3 m/s
The slowest possible velocity for the green car will be such that it's velocity matches the velocity of the blue car at the instant the distance between them reaches 0. Reason is simple. If the green car is going faster than the blue car at the moment they reach a distance of 0, then it would be possible for the blue car to go slower. And if the blue car reaches a velocity greater than the green car prior to their touching, then the green car will never reach the blue car.

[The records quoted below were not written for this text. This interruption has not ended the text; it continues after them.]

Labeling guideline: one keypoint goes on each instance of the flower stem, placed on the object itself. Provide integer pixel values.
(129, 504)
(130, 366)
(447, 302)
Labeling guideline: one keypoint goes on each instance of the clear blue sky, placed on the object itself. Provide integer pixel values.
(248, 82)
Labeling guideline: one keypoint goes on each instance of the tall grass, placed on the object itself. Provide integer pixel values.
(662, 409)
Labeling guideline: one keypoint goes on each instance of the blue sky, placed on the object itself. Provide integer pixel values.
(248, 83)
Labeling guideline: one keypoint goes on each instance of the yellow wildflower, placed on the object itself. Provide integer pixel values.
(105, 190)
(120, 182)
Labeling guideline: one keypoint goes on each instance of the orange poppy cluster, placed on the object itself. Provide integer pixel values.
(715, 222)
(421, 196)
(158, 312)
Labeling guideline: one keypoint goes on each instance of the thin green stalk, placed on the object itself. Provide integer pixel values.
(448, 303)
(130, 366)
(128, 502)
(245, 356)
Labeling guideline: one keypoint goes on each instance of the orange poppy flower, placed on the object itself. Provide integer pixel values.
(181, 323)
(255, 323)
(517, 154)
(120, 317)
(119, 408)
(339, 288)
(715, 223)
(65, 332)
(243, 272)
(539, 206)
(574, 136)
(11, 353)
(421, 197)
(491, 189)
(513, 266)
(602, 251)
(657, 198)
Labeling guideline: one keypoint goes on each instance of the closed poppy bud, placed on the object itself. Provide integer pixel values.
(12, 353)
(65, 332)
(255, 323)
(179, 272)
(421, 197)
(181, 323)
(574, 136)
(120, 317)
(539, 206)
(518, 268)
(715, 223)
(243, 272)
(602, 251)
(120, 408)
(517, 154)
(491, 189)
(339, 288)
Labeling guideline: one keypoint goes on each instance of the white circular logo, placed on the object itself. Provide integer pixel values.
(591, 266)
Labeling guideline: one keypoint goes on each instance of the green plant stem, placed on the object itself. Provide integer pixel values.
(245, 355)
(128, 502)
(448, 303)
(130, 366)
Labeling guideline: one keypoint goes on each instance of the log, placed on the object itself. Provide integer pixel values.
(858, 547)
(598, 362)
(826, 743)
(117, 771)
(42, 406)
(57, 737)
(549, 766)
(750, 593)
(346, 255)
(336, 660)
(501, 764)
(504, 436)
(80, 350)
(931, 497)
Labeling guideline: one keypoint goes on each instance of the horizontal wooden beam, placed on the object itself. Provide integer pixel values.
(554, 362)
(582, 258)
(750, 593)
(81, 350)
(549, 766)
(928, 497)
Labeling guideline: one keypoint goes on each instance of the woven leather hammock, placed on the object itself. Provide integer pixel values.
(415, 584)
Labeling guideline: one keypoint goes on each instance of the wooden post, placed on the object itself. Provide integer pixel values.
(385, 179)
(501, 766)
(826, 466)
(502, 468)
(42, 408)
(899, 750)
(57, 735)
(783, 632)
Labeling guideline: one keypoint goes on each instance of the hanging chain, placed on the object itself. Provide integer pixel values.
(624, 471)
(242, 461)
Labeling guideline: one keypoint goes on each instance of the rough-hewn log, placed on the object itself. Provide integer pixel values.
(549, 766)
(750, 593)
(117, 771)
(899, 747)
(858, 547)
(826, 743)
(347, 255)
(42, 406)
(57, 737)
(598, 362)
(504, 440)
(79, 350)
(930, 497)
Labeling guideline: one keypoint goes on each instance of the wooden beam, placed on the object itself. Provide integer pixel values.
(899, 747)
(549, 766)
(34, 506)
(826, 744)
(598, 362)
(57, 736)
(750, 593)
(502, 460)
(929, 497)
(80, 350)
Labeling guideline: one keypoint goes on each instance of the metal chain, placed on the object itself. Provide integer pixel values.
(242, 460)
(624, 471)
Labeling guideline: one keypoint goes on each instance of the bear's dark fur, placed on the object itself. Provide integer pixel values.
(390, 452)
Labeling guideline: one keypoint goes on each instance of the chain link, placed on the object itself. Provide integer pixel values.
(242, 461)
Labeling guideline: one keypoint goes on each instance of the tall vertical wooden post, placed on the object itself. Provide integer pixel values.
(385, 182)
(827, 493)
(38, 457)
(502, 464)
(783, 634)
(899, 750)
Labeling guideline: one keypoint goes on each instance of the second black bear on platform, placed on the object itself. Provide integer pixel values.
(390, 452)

The blue car's distance as a function of T can be expressed as
b(T) = 0.5 * 0.3 * T^2 = 0.15*T^2
The distance the green car as a function of T can be expressed as
g(T) = (T-5)*V
The velocity of the blue car as a function of T
v(T) = 0.3T
Given the reasoning for the optimal speed, the equation for the green car's location can be rewritten as
g(T) = (T-5)*0.3T
And since we want the distance for both the green and blue cars to match, set the equations equal to each other.
(T-5)*0.3T = 0.15*T^2
Now solve for T
(T-5)*0.3T = 0.15*T^2
0.3T^2 - 1.5T = 0.15T^2
0.15T^2 - 1.5T = 0
We now have a quadratic equation with A = 0.15, B = -1.5, and C=0. Use the quadratic formula to find the roots which are -4.5 and 10. The value of 10 indicates that the interception will occur at T=10, so the velocity has to be
v(T) = 0.3T
v(10) = 0.3*10 = 3 m/s
The minimum speed the green car can have and still reach the blue car is 3 m/s.